Wednesday, 6 February 2019

The year we took back what was ours!


Yesterday I caused some considerable friction by claiming Babylon 5 was the best TV show ever made. Some people wrongly assert that it isn't. I don't know what is wrong with them but clearly they were subject to terrible parenting. The series is still highly relevant. If you can get past the weak acting and the cheesy format, it's one of the most plot rich shows ever aired. It's why it has aged so well. Some of the dialogue is pure poetry.

The basic premise is that the galaxy is governed by two competing elder races who largely operate in secret. The Vorlons and the Shadows. The Shadows believe in evolution through war and conflict and use their agents to get younger races to fight each other. They come out of hiding every thousand years to start a galaxy wide conflict. The Vorlons on the other hand believe in order. They act as guardians, quietly controlling and shaping the evolution of planets, taking on the form of various deities through history.

Though the Vorlons have the power to go to war against the Shadows and probably wipe them out with one of their planet killer ships, they never do. They instead manipulate the younger races to fight the Shadows themselves, feeding them the necessary technology to do so.

The first two seasons are slow burners as it establishes the insidious machinations of the Shadows, while the Vorlons, in league with the command staff of Babylon 5, build up a war fleet to take a stand against them. Captain Sheridan, however, becomes aware of the supervisory dynamic of the stand off between the ancient aliens. He then tricks them into gathering all of their forces in one sector so that they finally fight each other.

At this point, through a telepathic link, Sheridan is brought before the Vorlons and told to pick a side. He refuses and by transmitting the encounter to the alliance fleet, they are then united in the rejection of both the Vorlons and the Shadows and they are ordered to leave the galaxy so the younger races can take over, breaking the cycle of war.
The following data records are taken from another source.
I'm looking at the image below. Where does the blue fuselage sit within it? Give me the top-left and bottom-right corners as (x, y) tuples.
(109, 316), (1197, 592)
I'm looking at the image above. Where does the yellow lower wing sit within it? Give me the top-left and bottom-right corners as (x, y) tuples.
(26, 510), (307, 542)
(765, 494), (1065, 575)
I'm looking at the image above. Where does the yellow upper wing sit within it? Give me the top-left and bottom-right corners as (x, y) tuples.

As a political allegory Babylon 5 works on many levels The Vorlons being the authoritarian left and the Shadows being the free market right. But it also works for Brexit. On the one hand we have the EU (the Vorlons) who want to impose their order, acting as a patriarch over the child races, protecting them from their folly, while on the other we have the ERG "Free trade" Tories in league with US corporates plotting and scheming to create chaos (the Shadows). Either side you pick, the chances are you're being manipulated by forces with an agenda and you're being used.

The dynamic here is much the same. We are bombarded with media featuring the two extremes of the debate, increasingly corralled into one or other corner, often unaware of who is pulling the strings. Ancient squabbles on a repeat cycle through history, where time and again nothing is ever resolved and unless we choose a different path we are doomed to repeat history.

And, of course, in my own narcissistic fantasy I am the Captain Sheridan figure urging people to think for themselves and to reject the narratives of both sides and tell both of these malign influences to "get the hell out of our galaxy!".

There is no reason why we can't have advanced intergovernmental cooperation on a regional and global level without the dead hand of supranationalism but all the same, we who voted to leave don't have to follow the stunted and obsolete ideas of the Tory right either. We can reject both and find a new way for ourselves. In many respects, by rejecting the Vorlons and the Shadows, the Sheridan led fleet were "taking back control" - with a subtext of being able to choose their own destiny.

Were I not presently catatonic with Brexit fatigue I could really go to town on this analogy but then anyone who hasn't seen Babylon 5 is probably still none the wiser. Those sad, deprived, morally deficient people will just have to fester in their own galactic ignorance believing something like Breaking Bad is the best TV show ever - even though Bryan Cranston was a captain of one of the White Stars. Some people just can't be helped.